Summary of the invention

In view of this, the application provides a kind of entry weight calculation model training method and device, to improve entry weight The accuracy of computation model.

To achieve the goals above, it is proposed that scheme it is as follows:

A kind of entry weight calculation model training method, which comprises

Obtain sample sentence set；

Every sample sentence in the sample sentence set is split, it is corresponding to obtain every sample sentence Entry sequence, the entry sequence include at least one entry obtained after the sample sentence is split；

Determine the relative importance of each entry in every entry sequence；

According to the relative importance of each entry in every entry sequence, the entry in every entry sequence is divided Group, obtains every corresponding annotated sequence of entry sequence, and the annotated sequence includes the entry point in the entry sequence At least one the entry group obtained after group, the entry group include at least one entry；

According to every annotated sequence, preset entry weight calculation model is trained, obtains the entry weight meter Calculate the value of model parameter in model.
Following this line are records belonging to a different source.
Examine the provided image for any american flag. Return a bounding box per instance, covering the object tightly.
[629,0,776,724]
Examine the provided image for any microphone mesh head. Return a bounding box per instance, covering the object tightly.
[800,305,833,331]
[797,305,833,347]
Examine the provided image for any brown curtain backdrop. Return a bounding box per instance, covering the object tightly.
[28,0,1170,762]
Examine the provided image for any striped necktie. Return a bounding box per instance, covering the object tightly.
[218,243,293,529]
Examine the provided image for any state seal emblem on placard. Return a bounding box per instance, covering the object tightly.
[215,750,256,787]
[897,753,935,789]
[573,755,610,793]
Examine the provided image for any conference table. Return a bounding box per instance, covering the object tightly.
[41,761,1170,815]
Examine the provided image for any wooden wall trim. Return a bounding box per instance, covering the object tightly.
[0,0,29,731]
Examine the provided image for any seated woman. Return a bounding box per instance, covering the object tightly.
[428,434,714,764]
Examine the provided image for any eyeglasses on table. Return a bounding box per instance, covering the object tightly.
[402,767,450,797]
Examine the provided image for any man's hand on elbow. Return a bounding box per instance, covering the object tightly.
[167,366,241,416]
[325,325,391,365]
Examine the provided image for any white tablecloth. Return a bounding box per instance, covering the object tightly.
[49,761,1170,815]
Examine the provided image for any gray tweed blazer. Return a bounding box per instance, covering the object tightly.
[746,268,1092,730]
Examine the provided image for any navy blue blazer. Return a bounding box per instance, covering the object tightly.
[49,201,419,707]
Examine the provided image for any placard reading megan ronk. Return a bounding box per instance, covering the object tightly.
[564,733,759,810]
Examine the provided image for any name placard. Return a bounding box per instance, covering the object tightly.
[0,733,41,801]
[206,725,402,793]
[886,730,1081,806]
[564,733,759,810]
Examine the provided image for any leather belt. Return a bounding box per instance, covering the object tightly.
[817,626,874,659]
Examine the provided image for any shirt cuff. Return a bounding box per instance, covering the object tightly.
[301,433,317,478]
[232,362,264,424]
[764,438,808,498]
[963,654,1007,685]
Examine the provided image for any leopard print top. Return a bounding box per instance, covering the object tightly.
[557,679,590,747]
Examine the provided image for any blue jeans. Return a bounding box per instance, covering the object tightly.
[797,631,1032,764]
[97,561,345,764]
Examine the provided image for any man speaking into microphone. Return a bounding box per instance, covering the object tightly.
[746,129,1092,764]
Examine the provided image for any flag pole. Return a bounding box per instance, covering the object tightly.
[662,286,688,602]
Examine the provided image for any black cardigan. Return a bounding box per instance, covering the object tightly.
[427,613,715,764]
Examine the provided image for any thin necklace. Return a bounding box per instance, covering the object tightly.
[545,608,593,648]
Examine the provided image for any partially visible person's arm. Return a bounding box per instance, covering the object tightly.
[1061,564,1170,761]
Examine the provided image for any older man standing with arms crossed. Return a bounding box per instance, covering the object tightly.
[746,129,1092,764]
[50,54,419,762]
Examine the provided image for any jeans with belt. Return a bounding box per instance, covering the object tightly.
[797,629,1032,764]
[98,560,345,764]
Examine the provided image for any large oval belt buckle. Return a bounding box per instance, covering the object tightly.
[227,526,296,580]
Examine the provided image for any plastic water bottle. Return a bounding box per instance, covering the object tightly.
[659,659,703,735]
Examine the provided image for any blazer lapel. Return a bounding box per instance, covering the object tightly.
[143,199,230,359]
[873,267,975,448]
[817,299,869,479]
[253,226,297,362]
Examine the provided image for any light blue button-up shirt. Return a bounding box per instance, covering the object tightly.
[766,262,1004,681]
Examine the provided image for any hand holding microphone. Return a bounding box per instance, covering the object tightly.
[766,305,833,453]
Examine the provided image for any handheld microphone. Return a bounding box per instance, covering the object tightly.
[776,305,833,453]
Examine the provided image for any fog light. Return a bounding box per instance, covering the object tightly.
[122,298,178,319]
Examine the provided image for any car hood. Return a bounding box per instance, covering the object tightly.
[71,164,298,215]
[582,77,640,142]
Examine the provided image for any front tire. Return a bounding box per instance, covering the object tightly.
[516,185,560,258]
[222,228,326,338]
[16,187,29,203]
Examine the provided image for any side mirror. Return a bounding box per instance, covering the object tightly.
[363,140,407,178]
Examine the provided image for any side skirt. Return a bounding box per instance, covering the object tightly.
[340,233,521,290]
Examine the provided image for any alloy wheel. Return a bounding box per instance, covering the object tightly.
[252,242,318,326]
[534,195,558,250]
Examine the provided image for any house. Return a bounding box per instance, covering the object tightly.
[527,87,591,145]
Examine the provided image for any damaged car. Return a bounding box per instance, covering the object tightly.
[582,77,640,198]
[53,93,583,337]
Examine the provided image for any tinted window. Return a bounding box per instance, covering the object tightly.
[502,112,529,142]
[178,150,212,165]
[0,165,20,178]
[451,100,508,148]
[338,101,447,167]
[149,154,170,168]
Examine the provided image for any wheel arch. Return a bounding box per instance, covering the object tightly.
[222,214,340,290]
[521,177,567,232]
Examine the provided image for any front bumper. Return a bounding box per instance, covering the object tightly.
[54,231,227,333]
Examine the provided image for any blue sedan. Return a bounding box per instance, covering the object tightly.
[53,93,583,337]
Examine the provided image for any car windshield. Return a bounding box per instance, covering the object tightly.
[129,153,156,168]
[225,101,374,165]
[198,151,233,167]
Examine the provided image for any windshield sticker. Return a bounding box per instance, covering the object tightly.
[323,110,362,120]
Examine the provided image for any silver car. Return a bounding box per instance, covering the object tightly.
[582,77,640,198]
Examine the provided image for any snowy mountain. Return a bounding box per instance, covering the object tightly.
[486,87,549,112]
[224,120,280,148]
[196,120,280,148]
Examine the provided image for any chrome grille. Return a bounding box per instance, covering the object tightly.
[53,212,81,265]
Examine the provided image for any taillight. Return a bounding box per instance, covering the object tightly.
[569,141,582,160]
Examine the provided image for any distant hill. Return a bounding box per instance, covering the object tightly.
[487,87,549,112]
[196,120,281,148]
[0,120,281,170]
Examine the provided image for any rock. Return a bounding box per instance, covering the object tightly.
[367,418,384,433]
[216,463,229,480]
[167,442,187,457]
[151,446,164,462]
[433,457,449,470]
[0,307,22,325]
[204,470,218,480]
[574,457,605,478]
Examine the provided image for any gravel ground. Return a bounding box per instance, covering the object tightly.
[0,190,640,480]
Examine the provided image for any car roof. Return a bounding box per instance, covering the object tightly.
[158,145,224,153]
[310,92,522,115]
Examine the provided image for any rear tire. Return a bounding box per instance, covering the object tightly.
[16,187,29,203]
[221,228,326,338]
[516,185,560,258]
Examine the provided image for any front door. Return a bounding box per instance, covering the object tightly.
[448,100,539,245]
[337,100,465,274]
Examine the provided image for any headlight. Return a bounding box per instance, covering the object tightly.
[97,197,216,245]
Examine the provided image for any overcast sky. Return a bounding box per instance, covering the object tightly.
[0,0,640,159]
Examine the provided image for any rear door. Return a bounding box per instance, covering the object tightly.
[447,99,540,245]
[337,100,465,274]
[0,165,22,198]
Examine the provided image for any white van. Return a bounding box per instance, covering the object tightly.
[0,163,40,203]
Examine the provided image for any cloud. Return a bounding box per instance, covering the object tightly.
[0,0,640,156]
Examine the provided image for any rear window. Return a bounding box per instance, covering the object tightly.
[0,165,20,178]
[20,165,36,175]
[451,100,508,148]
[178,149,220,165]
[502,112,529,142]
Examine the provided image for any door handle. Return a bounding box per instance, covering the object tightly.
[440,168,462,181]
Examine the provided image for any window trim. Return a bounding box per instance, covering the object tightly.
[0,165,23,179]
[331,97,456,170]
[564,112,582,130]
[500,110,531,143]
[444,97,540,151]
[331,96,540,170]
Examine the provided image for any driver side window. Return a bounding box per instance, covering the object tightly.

A kind of entry weight calculation model training device, described device include:

Acquiring unit, for obtaining sample sentence set；

Split cells obtains every sample for splitting to every sample sentence in the sample sentence set The corresponding entry sequence of sentence, the entry sequence include at least one entry obtained after the sample sentence is split；

Determination unit, for determining the relative importance of each entry in every entry sequence；

Grouped element, for the relative importance according to each entry in every entry sequence, to every entry sequence In entry be grouped, obtain every corresponding annotated sequence of entry sequence, the annotated sequence includes the entry At least one the entry group obtained after entry grouping in sequence, the entry group includes at least one entry；

Training unit, for being trained to preset entry weight calculation model, obtaining institute according to every annotated sequence The value of model parameter in predicate weight calculation model.
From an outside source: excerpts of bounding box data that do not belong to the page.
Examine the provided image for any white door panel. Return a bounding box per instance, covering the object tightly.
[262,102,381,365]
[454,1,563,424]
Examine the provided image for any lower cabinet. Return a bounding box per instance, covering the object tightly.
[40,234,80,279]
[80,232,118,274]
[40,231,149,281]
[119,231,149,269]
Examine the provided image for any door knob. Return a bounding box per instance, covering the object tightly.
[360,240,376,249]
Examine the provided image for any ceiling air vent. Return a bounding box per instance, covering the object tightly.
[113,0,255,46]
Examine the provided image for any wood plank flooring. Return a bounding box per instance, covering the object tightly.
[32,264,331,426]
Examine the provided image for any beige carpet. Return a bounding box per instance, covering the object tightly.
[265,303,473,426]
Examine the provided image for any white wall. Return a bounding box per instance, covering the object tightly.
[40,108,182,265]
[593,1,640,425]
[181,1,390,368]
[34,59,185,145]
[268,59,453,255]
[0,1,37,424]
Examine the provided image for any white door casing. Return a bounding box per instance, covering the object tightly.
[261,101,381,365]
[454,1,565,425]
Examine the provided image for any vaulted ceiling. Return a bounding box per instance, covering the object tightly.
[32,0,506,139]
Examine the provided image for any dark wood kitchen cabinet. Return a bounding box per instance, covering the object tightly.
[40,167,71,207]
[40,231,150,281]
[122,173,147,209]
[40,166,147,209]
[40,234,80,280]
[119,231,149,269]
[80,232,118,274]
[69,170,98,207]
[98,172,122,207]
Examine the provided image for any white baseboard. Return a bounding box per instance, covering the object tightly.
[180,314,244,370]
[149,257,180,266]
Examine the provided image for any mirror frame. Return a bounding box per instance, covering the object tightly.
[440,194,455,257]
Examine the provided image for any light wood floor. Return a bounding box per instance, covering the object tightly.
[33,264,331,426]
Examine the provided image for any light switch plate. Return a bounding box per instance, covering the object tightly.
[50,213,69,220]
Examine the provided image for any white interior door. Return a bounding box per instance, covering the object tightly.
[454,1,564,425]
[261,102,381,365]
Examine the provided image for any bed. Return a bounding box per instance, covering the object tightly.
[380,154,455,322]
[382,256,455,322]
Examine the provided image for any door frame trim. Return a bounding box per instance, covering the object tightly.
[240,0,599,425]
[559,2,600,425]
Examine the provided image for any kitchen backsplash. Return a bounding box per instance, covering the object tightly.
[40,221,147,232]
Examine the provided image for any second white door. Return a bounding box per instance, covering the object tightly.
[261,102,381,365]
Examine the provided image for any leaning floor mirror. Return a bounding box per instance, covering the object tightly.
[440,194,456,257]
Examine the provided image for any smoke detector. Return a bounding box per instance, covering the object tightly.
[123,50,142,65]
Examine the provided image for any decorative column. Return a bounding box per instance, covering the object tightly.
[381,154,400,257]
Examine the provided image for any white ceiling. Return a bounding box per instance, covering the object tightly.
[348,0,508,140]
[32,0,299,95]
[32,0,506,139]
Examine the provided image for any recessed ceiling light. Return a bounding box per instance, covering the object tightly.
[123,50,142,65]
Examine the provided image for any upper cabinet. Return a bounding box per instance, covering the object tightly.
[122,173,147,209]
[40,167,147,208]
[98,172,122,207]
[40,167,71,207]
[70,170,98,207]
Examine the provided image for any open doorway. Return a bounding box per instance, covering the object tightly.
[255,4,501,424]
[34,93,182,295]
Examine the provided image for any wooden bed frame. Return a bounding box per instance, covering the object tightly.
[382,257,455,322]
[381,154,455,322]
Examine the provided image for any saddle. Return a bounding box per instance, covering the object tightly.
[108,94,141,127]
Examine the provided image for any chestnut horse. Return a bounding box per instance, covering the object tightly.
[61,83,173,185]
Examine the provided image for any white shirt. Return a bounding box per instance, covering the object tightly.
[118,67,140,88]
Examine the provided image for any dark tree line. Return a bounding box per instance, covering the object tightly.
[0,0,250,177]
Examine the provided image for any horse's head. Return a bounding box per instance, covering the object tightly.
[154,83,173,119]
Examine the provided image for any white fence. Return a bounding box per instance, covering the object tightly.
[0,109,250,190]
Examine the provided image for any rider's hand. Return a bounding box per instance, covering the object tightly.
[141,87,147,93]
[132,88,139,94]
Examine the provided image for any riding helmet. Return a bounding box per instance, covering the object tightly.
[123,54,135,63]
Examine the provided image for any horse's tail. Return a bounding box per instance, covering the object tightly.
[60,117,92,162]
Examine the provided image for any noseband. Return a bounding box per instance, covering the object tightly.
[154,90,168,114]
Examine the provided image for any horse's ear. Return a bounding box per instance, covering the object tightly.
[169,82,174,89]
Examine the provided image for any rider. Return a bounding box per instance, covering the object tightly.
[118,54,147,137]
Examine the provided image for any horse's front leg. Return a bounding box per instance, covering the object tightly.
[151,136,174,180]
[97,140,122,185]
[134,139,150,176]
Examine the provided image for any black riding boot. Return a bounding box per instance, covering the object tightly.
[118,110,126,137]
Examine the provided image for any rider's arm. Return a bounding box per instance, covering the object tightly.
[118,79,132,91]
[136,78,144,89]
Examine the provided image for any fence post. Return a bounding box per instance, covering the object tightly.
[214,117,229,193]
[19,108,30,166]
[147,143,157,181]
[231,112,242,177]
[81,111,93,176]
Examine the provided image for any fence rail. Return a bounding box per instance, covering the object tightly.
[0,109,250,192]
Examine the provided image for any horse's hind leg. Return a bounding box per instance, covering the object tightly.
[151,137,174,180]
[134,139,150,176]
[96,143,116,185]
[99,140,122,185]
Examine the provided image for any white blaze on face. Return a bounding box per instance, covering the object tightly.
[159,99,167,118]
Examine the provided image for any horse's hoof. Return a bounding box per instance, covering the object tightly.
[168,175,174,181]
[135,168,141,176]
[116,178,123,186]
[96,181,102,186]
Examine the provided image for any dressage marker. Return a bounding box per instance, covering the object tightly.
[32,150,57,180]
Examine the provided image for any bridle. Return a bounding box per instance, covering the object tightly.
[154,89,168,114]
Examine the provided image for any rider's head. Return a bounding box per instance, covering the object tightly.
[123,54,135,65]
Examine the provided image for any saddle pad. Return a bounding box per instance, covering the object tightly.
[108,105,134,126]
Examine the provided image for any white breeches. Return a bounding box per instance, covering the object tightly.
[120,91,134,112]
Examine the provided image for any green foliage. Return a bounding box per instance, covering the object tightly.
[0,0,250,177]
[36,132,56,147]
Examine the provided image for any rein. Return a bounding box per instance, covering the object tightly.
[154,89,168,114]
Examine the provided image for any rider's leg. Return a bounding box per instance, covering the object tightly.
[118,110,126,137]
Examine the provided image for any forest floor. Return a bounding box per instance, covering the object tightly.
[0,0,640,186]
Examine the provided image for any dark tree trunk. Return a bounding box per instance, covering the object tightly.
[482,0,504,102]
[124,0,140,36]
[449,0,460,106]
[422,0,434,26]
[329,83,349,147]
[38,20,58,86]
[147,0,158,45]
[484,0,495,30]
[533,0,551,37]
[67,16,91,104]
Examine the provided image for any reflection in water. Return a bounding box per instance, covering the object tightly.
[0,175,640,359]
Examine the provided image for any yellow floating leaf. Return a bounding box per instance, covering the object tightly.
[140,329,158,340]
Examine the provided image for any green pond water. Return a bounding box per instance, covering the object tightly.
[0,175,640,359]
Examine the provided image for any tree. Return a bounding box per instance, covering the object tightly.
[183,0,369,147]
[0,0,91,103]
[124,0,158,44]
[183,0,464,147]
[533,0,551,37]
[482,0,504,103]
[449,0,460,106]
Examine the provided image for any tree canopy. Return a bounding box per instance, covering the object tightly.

It can be seen from the above technical scheme that being torn open in the application to every sample sentence in sample sentence set Point, the various corresponding entry sequences of the sample sentence are obtained, the entry sequence includes obtaining after the sample sentence is split At least one entry；The relative importance for determining each entry in every entry sequence, according to every in every entry sequence The relative importance of a entry is grouped the entry in every entry sequence, obtains every entry sequence and respectively corresponds to Annotated sequence, the annotated sequence includes obtained at least one entry group after the entry grouping in the entry sequence, institute Predicate item group includes at least one entry；As it can be seen that the annotated sequence is relatively heavy in the entry sequence based on each entry Want degree to obtain, compared to the prior art in Direct Mark entry absolute weight rank, the present invention no longer marks absolutely Weight rank, but determine relative importance of each entry in same entry sequence, and be based on the relative importance Determine annotated sequence, for for specific same entry sequence, the relative importance between different entries is to compare Fixed, so the labeled data i.e. annotated sequence that the above-mentioned notation methods of the application obtain is more accurate, and then based on mark sequence Column train obtained entry weight calculation model also more accurate property.

Detailed description of the invention

In order to illustrate the technical solutions in the embodiments of the present application or in the prior art more clearly, to embodiment or will show below There is attached drawing needed in technical description to be briefly described, it should be apparent that, the accompanying drawings in the following description is only this Some embodiments of application for those of ordinary skill in the art without creative efforts, can be with It obtains other drawings based on these drawings.

Fig. 1 is a kind of flow chart of entry weight calculation model training method disclosed in the embodiment of the present application；

Fig. 2 is a kind of flow chart of entry weight calculation model training method disclosed in another embodiment of the application；

Fig. 3 is a kind of stream based on pair-wise algorithm training entry weight calculation model disclosed in the embodiment of the present application Cheng Tu；

Fig. 4 is a kind of structural block diagram of entry weight calculation model training device disclosed in the embodiment of the present application.

Specific embodiment

Below in conjunction with the attached drawing in the embodiment of the present application, technical solutions in the embodiments of the present application carries out clear, complete Site preparation description, it is clear that described embodiments are only a part of embodiments of the present application, instead of all the embodiments.It is based on Embodiment in the application, it is obtained by those of ordinary skill in the art without making creative efforts every other Embodiment shall fall in the protection scope of this application.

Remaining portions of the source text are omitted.